The bill gives homeowners a large, immediate tax break and simplifies some filing rules, but it reduces federal revenue and disproportionately benefits wealthier property owners while creating enforcement risks for the IRS.
Homeowners — especially those selling long‑appreciated primary residences (including many middle‑class families) — can exclude unlimited capital gains on a home sale, reducing federal taxes owed and allowing sellers to keep more proceeds for housing, retirement, or reinvestment.
Sellers face simpler tax treatment because the legislation removes the need to track and prorate dollar limits across multiple sales, lowering paperwork and compliance burdens for affected taxpayers.
Federal revenue would decrease because more home sale gains escape taxation, which could widen the budget deficit or reduce funding available for other federal priorities.
Wealthier homeowners stand to gain the most from an unlimited exclusion, worsening equity between homeowners and renters or first‑time buyers and concentrating tax benefits among higher‑wealth households.
The change could invite tax‑planning strategies or repeated use of the primary‑residence exclusion, complicating IRS enforcement and potentially requiring additional guidance or administrative resources.
Based on analysis of 2 sections of legislative text.

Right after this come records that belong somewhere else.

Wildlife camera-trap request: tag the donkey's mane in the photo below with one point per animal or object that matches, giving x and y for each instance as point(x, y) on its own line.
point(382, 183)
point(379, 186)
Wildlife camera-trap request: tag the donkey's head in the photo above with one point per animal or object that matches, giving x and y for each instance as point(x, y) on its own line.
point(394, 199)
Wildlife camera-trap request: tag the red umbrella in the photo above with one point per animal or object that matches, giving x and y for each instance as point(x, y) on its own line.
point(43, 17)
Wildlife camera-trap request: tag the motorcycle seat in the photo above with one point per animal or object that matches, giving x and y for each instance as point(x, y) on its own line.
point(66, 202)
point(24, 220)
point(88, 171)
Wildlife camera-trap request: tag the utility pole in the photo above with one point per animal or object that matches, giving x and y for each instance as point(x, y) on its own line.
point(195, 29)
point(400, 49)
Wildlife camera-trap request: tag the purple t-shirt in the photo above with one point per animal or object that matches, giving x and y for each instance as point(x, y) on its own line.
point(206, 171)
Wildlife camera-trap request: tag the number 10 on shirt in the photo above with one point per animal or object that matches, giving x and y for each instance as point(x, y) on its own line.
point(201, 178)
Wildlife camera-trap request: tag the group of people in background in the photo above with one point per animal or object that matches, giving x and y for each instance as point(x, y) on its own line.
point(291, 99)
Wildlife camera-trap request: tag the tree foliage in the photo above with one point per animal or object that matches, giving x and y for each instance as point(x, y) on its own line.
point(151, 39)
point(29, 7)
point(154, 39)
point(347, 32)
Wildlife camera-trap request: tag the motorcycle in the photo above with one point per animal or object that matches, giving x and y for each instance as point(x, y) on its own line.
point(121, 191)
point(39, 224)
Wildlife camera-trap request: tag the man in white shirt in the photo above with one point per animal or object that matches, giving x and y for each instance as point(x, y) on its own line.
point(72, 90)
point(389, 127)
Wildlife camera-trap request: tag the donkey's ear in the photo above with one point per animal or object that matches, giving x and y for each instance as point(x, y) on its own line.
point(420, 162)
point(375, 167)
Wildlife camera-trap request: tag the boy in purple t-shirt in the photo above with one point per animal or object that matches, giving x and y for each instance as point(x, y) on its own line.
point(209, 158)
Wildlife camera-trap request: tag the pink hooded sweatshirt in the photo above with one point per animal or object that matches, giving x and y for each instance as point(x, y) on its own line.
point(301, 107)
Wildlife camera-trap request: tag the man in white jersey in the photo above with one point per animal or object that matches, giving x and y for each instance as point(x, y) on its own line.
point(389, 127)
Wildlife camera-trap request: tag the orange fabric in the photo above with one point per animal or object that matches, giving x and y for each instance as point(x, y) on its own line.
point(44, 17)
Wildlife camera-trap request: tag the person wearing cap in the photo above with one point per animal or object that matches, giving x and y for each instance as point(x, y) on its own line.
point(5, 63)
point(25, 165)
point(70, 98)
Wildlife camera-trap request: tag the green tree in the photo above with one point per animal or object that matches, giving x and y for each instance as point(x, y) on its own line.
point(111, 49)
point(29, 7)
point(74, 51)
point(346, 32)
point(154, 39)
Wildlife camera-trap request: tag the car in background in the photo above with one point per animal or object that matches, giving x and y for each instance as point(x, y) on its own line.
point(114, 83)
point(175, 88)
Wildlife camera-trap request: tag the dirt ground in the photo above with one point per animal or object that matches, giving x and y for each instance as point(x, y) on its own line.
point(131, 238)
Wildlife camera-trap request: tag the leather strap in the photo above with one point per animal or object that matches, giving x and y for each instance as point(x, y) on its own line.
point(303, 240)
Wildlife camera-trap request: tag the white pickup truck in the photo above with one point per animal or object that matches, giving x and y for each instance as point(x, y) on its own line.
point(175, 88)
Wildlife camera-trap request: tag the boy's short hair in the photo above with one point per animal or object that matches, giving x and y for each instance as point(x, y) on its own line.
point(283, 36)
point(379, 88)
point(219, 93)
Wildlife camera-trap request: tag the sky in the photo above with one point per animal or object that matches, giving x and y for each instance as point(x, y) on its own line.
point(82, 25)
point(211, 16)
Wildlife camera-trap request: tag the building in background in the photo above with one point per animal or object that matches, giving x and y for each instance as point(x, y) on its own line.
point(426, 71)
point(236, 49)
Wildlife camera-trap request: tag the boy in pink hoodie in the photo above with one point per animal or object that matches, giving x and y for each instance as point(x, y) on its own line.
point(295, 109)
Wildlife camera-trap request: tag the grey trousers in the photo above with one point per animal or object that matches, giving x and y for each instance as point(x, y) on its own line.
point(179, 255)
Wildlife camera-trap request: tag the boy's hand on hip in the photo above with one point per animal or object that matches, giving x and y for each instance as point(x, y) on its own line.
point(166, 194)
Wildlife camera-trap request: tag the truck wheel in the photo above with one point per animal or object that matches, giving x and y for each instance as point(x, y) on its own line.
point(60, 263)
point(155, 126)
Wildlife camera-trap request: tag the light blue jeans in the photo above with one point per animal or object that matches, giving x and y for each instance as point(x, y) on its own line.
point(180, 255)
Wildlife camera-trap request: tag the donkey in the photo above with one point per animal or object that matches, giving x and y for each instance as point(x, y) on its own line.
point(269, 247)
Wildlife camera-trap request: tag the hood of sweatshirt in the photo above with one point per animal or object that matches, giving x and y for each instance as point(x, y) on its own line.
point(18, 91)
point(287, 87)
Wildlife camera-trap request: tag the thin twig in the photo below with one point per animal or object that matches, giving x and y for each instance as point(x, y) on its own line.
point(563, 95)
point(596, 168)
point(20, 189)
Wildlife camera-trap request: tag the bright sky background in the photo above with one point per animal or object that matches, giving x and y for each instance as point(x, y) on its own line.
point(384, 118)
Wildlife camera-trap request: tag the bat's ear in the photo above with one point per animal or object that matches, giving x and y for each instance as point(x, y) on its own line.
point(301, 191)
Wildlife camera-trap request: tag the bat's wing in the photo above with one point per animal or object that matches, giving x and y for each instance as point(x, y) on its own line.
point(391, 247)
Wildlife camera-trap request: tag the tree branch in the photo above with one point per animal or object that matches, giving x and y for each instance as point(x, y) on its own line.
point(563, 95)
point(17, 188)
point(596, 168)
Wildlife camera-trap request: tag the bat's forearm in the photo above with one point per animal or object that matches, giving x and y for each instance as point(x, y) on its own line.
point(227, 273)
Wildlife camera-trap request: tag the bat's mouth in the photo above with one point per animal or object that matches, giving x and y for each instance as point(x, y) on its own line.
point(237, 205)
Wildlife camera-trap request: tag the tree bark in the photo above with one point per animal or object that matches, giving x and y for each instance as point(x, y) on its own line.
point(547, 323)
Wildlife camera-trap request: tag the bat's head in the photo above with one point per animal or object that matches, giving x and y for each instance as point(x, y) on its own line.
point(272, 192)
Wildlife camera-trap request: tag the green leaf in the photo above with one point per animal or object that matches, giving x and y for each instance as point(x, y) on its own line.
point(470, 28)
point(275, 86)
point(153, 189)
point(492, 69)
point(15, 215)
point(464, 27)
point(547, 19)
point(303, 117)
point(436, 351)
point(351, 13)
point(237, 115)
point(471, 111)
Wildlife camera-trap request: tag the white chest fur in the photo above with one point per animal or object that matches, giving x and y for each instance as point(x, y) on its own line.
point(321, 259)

Introduced July 10, 2025 by Marjorie Taylor Greene · Last progress July 10, 2025
Repeals the dollar-amount limits on the federal capital-gains exclusion for sales of a taxpayer's principal residence, so taxpayers can exclude the full qualifying gain rather than being limited to fixed dollar caps. It keeps the existing ownership and use rules (the general 2‑year rule for excluding gain) and applies to sales and exchanges after enactment.